Playboy readers won’t see saucy pictures of nude models as a surge in Internet pornography and a decline in circulation have prompted the magazine to drop its unique selling point. In an interview with the New York Times, Playboy CEO Scott Flanders said Monday that nudes in magazines have become “passé” when people are “one click away from every sex act imaginable for free.”

The magazine will, however, continue to feature women in racy poses and its content will be rated PG-13 (a rating that cautions that material may be inappropriate for children under 13).

Playboy’s circulation has dipped to 800,000 from 5.6 million in 1975, according to the Alliance for Audited Media. The discouraging sales prompted Hugh Hefner, Playboy’s founder and editor-in-chief, to de-list the company in 2011 at a $207 million valuation.
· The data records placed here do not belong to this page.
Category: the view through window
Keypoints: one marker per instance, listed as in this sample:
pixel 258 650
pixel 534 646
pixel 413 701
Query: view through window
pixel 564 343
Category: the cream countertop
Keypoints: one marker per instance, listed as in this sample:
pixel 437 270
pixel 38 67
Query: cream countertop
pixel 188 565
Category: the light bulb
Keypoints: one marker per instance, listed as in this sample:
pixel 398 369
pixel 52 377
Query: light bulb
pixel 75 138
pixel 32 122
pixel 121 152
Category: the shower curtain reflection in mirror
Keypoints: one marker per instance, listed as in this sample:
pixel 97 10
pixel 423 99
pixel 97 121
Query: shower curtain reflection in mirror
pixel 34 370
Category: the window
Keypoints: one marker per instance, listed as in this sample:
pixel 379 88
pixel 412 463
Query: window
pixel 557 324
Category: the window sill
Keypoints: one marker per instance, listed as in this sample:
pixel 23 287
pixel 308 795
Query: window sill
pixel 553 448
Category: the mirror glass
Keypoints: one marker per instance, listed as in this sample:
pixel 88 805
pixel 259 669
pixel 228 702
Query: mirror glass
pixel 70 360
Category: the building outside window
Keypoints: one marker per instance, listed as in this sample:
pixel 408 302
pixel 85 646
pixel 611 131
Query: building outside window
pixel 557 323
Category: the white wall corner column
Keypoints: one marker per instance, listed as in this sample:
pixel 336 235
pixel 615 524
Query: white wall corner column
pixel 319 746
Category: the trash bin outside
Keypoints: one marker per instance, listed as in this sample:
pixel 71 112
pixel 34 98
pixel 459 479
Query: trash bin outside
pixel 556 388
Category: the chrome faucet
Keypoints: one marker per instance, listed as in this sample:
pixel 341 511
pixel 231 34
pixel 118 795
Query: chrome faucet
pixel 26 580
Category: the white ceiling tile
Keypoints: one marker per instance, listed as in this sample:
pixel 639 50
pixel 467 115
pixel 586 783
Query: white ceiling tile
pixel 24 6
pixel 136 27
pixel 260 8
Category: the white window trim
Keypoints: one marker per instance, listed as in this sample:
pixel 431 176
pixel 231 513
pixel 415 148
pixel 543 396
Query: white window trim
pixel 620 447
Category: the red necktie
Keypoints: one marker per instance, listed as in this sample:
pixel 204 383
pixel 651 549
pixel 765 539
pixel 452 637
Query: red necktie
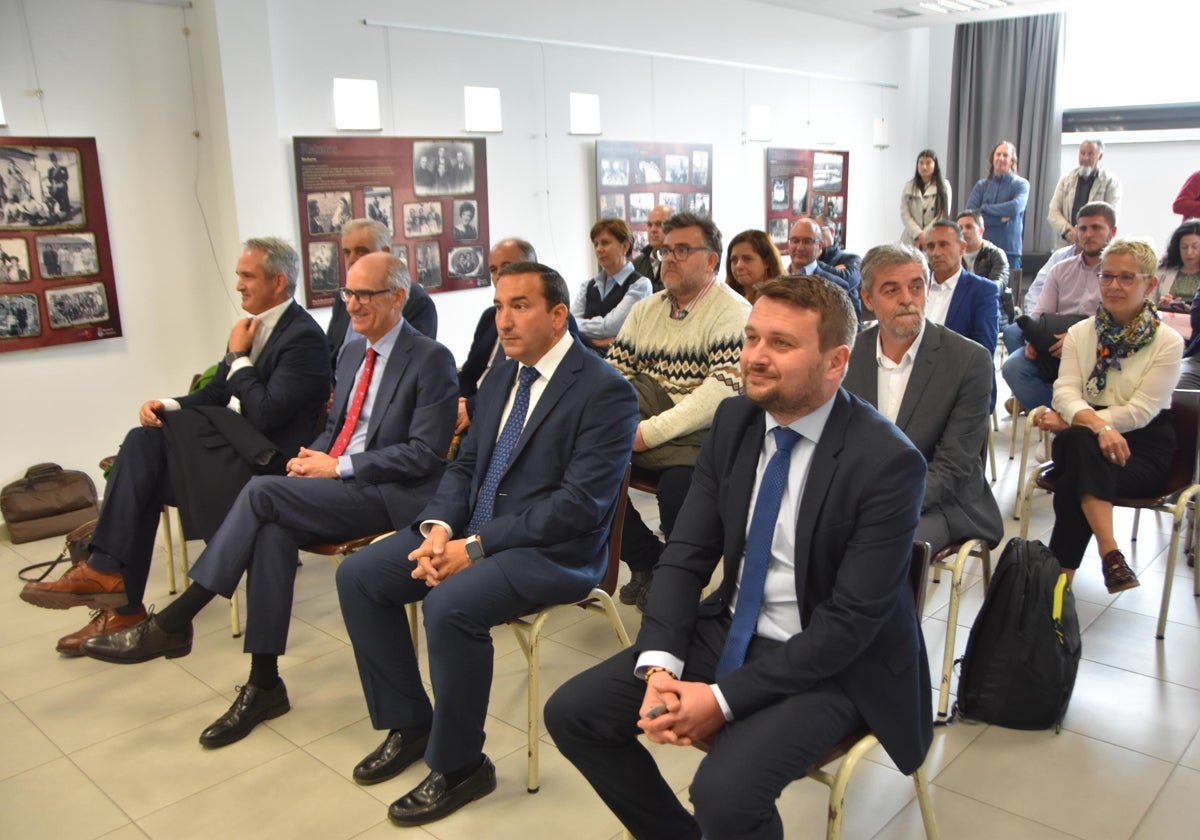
pixel 352 417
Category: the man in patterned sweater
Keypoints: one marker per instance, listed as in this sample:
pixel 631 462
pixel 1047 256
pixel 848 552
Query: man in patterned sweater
pixel 679 348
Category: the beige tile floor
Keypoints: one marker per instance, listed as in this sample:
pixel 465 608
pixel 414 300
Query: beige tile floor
pixel 93 750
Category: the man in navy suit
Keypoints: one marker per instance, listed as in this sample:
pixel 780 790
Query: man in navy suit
pixel 273 383
pixel 804 246
pixel 813 631
pixel 372 469
pixel 521 520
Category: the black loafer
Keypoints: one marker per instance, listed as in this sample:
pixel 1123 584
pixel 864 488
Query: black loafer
pixel 252 707
pixel 141 643
pixel 433 799
pixel 391 757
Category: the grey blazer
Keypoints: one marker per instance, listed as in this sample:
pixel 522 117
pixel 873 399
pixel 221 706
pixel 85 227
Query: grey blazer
pixel 945 415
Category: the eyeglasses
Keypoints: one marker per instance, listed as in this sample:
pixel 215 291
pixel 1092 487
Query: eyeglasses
pixel 364 297
pixel 681 252
pixel 1125 280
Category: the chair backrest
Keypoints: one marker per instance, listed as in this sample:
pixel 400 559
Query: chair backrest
pixel 618 526
pixel 1186 419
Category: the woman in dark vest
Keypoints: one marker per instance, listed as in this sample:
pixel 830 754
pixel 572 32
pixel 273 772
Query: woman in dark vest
pixel 603 303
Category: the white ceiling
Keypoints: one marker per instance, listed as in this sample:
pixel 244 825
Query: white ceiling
pixel 867 11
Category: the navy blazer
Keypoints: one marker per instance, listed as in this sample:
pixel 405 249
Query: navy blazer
pixel 975 310
pixel 556 502
pixel 283 393
pixel 853 547
pixel 411 425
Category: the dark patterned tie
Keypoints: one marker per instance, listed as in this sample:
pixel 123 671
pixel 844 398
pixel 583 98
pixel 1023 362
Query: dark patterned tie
pixel 754 565
pixel 486 502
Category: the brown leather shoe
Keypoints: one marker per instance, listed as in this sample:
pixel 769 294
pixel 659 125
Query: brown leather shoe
pixel 102 623
pixel 81 586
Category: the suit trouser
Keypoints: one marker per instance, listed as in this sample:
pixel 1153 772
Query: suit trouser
pixel 593 721
pixel 137 489
pixel 373 587
pixel 271 519
pixel 639 545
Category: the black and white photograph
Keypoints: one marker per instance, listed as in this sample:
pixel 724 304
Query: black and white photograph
pixel 40 187
pixel 467 262
pixel 799 195
pixel 379 207
pixel 615 172
pixel 429 264
pixel 328 211
pixel 677 168
pixel 423 219
pixel 700 168
pixel 672 199
pixel 77 305
pixel 827 172
pixel 13 261
pixel 466 211
pixel 612 205
pixel 778 231
pixel 779 193
pixel 323 265
pixel 19 316
pixel 648 171
pixel 640 205
pixel 69 255
pixel 443 168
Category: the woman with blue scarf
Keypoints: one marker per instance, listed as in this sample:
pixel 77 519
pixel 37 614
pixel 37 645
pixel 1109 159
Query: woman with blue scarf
pixel 1111 411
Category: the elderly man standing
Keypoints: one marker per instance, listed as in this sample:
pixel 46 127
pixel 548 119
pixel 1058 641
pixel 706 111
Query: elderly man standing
pixel 373 467
pixel 1083 185
pixel 679 347
pixel 264 397
pixel 935 385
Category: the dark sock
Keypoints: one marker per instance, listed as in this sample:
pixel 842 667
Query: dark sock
pixel 462 773
pixel 180 612
pixel 264 671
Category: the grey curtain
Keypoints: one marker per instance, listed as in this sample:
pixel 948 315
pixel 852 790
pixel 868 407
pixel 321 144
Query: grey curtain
pixel 1006 73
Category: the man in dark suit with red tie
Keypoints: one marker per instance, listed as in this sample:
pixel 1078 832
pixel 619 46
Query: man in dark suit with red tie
pixel 521 520
pixel 813 631
pixel 376 465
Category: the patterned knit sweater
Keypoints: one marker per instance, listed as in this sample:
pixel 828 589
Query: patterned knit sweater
pixel 695 360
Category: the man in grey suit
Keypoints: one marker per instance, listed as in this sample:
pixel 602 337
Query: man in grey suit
pixel 935 385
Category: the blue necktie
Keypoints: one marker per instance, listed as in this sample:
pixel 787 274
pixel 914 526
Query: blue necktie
pixel 754 565
pixel 503 451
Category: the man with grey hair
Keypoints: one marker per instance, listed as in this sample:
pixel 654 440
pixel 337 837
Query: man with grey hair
pixel 935 385
pixel 1083 185
pixel 361 237
pixel 263 400
pixel 371 471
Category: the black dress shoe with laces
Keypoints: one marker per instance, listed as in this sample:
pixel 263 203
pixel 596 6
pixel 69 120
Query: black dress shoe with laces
pixel 391 757
pixel 141 643
pixel 252 707
pixel 433 798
An Australian counterpart of the magazine, which began in February 1979, published its final issue in January 2000. It was closed down after circulation slipped to just 25,000 copies from about 200,000 in its initial year.

Playboy and Penthouse The mast heads of long time competitors Playboy and Penthouse men's magazines are seen July 15, 2010. Photo: Getty Images/AFP/Paul J Richards

Among other changes at the magazine, its sex columnist will be a “sex-positive female” and the target audience will be young employed males. “The difference between us and Vice [magazine] is that we’re going after the guy with a job,” Flanders told the Times.

The Playboy website also has been revamped and made safe to read at work, which will potentially help garner younger readers and increase Web traffic.

Cory Jones, Playboy's chief content officer, reportedly said the magazine would be more accessible and more personal. “Twelve-year-old me is very disappointed in current me. But it’s the right thing to do,” he said.

Playboy, founded in 1953, adorned its first issue with Marilyn Monroe on its cover. But, Hefner did not put a date on that issue, in case it did not make it to a second. The 89-year-old wrote at time that the magazine catered to a “man between the ages of 18 and 80.”

“Most of today’s ‘magazines for men spend all their time out-of-doors, thrashing -- through thorny thickets or splashing about in fast flowing streams. We’ll be out there too, occasionally, but we don’t mind telling you in advance -- we plan on spending most of our time inside. We like our apartment. We enjoy mixing up cocktails and an hors d’ouevre or two, putting a little mood music on the phonograph, and and inviting a female acquaintance for a discussion of Picasso, Nietzsche, jazz, sex,” Hefner wrote in Playboy’s first issue.

In its 62 years of publication, celebrities like Madonna, Sharon Stone, Naomi Campbell, Carmen Electra and Jenny McCarthy have posed for Playboy. The magazine also showcased work from writers, including fiction from Gabriel Garcia Marquez, English author and journalist Ian Fleming, and American short story writer Raymond Carver.

After its success, the magazine has been often mired in controversies amid objections to nudity from certain political groups and criticism from feminists for portraying women as sex objects.